I train at the senior center during the winter.
Well it is really a community center but the majority of users are geezers.
It’s $13 a year to be a member and they have a pretty nice gym.
Yea, $13 per year!
So I see a lot of old guys lifting and working out. A lot of “tread-millers” and “recumbent bike-riders” but a few lifters.
Older guys ask me all the time about building muscle at 50. How do you do it?
Cause these dudes haven’t got a clue.
You see some weird stuff in a gym like this. You can tell that many of these folks haven’t spent a lot of time in a gym.
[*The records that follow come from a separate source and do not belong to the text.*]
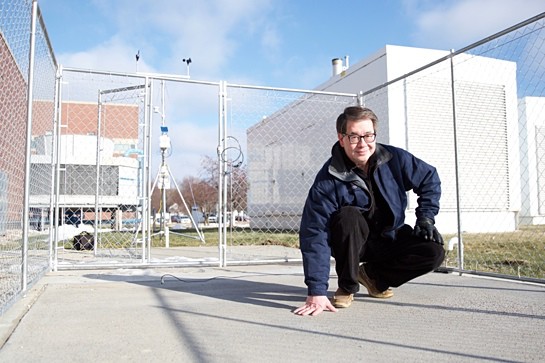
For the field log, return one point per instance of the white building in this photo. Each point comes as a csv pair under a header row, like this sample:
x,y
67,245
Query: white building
x,y
532,164
415,113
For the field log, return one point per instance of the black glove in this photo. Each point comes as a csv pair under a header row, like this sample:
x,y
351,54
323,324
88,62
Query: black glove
x,y
426,230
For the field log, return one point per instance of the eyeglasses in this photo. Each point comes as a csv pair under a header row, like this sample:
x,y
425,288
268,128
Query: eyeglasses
x,y
368,138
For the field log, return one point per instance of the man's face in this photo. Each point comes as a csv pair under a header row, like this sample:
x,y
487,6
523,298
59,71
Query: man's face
x,y
361,151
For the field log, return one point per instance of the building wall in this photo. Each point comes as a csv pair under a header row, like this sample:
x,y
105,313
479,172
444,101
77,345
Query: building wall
x,y
532,159
414,109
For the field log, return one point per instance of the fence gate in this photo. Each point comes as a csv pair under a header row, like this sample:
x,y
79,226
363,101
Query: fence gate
x,y
123,195
272,144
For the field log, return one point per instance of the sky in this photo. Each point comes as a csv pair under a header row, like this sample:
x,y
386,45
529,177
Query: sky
x,y
275,43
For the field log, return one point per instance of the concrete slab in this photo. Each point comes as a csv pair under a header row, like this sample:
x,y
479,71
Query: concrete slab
x,y
244,313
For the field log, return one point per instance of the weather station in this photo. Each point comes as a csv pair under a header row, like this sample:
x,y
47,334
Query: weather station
x,y
163,183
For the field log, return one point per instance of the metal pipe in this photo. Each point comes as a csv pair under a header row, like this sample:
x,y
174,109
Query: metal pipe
x,y
30,96
456,168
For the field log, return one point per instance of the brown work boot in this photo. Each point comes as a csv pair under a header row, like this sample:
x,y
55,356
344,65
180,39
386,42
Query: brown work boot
x,y
342,299
371,287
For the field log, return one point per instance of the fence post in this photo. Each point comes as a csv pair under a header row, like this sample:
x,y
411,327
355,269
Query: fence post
x,y
456,169
30,90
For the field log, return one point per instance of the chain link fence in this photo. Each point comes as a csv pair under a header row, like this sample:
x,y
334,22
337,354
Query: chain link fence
x,y
274,139
477,115
93,158
27,94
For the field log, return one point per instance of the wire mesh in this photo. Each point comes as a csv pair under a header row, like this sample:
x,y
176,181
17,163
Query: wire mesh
x,y
276,142
15,30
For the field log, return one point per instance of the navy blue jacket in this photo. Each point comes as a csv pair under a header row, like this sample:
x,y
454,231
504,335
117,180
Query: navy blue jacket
x,y
337,185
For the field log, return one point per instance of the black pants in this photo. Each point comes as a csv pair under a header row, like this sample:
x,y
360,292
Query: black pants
x,y
389,263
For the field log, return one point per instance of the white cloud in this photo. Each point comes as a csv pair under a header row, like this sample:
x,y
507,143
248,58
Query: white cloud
x,y
455,24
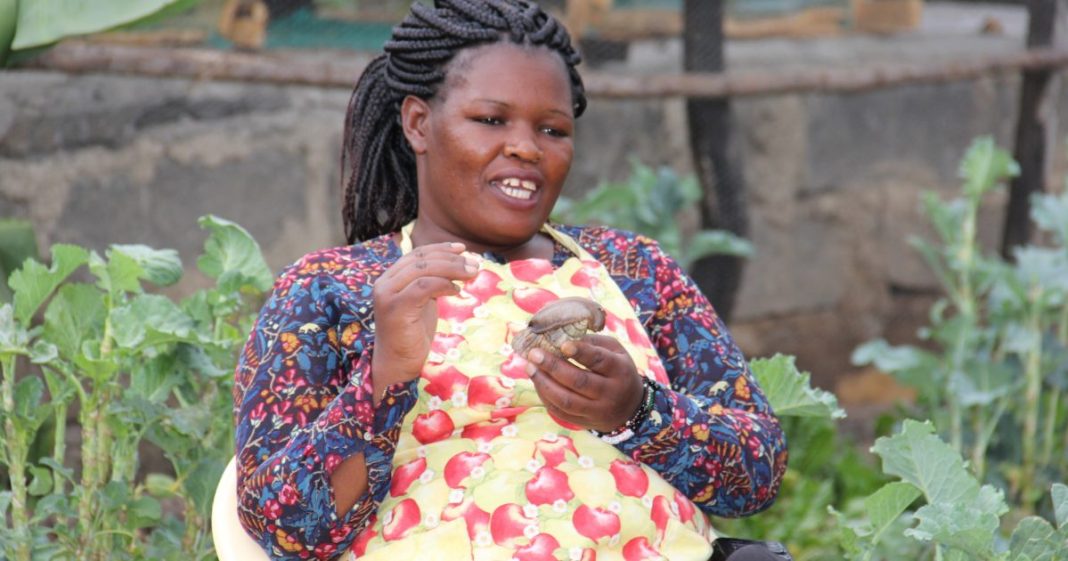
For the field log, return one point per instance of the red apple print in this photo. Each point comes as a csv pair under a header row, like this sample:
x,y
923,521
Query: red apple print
x,y
540,548
686,508
554,451
532,298
443,380
485,430
595,523
515,368
484,285
432,426
637,333
548,485
404,476
660,514
476,519
530,269
585,278
639,548
442,343
486,390
630,479
460,466
457,308
506,525
401,520
360,545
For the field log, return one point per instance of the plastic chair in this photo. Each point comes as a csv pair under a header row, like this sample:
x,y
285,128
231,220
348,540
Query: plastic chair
x,y
232,543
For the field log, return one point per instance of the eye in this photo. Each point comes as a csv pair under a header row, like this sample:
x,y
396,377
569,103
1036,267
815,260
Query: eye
x,y
553,131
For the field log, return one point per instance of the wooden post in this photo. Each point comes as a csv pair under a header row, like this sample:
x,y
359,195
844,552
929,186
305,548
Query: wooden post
x,y
720,175
1036,123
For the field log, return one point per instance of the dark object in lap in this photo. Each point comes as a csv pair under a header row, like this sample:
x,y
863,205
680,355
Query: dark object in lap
x,y
735,549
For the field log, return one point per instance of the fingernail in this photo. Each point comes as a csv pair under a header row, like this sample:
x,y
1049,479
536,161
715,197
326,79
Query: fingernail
x,y
470,263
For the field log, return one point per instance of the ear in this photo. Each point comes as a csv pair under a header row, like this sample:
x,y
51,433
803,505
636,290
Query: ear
x,y
414,120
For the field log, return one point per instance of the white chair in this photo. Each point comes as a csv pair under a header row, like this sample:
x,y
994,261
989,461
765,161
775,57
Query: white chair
x,y
231,541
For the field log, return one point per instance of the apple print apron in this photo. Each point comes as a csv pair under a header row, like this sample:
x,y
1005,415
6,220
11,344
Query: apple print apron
x,y
482,471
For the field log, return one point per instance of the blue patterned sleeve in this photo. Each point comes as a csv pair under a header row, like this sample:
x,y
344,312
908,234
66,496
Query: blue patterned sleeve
x,y
711,433
303,405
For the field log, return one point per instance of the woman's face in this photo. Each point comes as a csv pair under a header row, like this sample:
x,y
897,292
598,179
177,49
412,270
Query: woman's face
x,y
493,147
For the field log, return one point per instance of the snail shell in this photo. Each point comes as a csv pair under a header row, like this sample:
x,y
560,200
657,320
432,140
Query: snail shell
x,y
559,322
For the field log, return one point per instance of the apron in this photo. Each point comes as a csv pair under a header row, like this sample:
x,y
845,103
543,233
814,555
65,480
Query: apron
x,y
482,471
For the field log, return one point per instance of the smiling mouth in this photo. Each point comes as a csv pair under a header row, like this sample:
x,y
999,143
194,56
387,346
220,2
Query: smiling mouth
x,y
516,188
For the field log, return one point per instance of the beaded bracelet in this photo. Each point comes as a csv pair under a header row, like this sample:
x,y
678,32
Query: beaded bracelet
x,y
628,429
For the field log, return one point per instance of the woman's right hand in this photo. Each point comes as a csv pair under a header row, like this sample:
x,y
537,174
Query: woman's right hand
x,y
406,311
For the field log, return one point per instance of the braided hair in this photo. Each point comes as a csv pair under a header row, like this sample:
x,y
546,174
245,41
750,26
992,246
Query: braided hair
x,y
378,166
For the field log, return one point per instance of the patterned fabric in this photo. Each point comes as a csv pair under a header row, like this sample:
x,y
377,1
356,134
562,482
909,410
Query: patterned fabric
x,y
483,472
302,399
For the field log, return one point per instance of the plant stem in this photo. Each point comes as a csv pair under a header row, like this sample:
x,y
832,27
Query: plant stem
x,y
16,443
983,435
966,306
89,470
59,448
1051,418
1033,375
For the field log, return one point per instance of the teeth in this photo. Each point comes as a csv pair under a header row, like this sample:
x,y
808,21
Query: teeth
x,y
517,193
517,183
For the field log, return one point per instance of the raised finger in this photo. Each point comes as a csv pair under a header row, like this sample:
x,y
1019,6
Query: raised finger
x,y
600,354
560,398
579,380
449,267
423,289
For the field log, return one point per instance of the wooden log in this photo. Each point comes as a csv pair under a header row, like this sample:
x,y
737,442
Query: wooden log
x,y
1036,122
342,72
718,168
I scratch my head at the ubiquitous “exercise readers”. You know the ones reading books and magazines while spinning the bike at about 3 rpm.
Are you kidding me? Why are you wasting your time?
The “full street clothes treadmill walkers” are amusing as well. Actually they put sneakers on for their workout which goes well with their black socks, baggy chinos and plaid shirts.
There is a saying in fitness: “Anything is better than nothing” so I guess this qualifies.
There is a guy who routinely comes in, grabs a pair of 15 pound dumb bells, and swing-curls those babies for about 20 minutes straight. Shoot, it may even be longer. He just stands in one place and swing curls tiny dumb bells. What is the goal here? I don’t know.
There are a lot of “partial-reppers”. You know the ones who move the leg press about 2 inches, just barely bending their knees. Or get on the machine press where they complete the last 3 inches of the movement. They either don’t realize that the machines can be adjusted or that is all the mobility they’ve got.
And then doing it. That’s challenge #2.
Because there are some older guys who know their way around the gym. But they are still lifting like we did in our 20’s and 30’s.
You know, benching, arm work, some cable rowing and a little overhead pressing.
Very little leg work and no dead lifting.
If I knew 40 years ago what I know now, I would have done a lot more squatting and dead lifting.
The greatest lift
It’s a toss up. Squatting or dead lifting. I am not sure which one will benefit you more.
But I prefer the dead lift.
It’s kind of a primal lift. You feel powerful doing it.
And dead lifting (or the hip hinge) is the subject of this post. This is one in a series of posts on introductory lifting instructions.
The last post on upper body pulling is here.
Building muscle at 50 years old with the Dead Lift
Yes you gotta dead lift. The most basic movement. Simple.
Pick it up and put it down.
No you don’t have to load the bar up like a beast. Just do the movement. To start anyway. Then you’ll want to load the bar a bit.
The beauty of the dead lift
There is a concept called kinetic chain. And the dead lift has a really long and complicated kinetic chain.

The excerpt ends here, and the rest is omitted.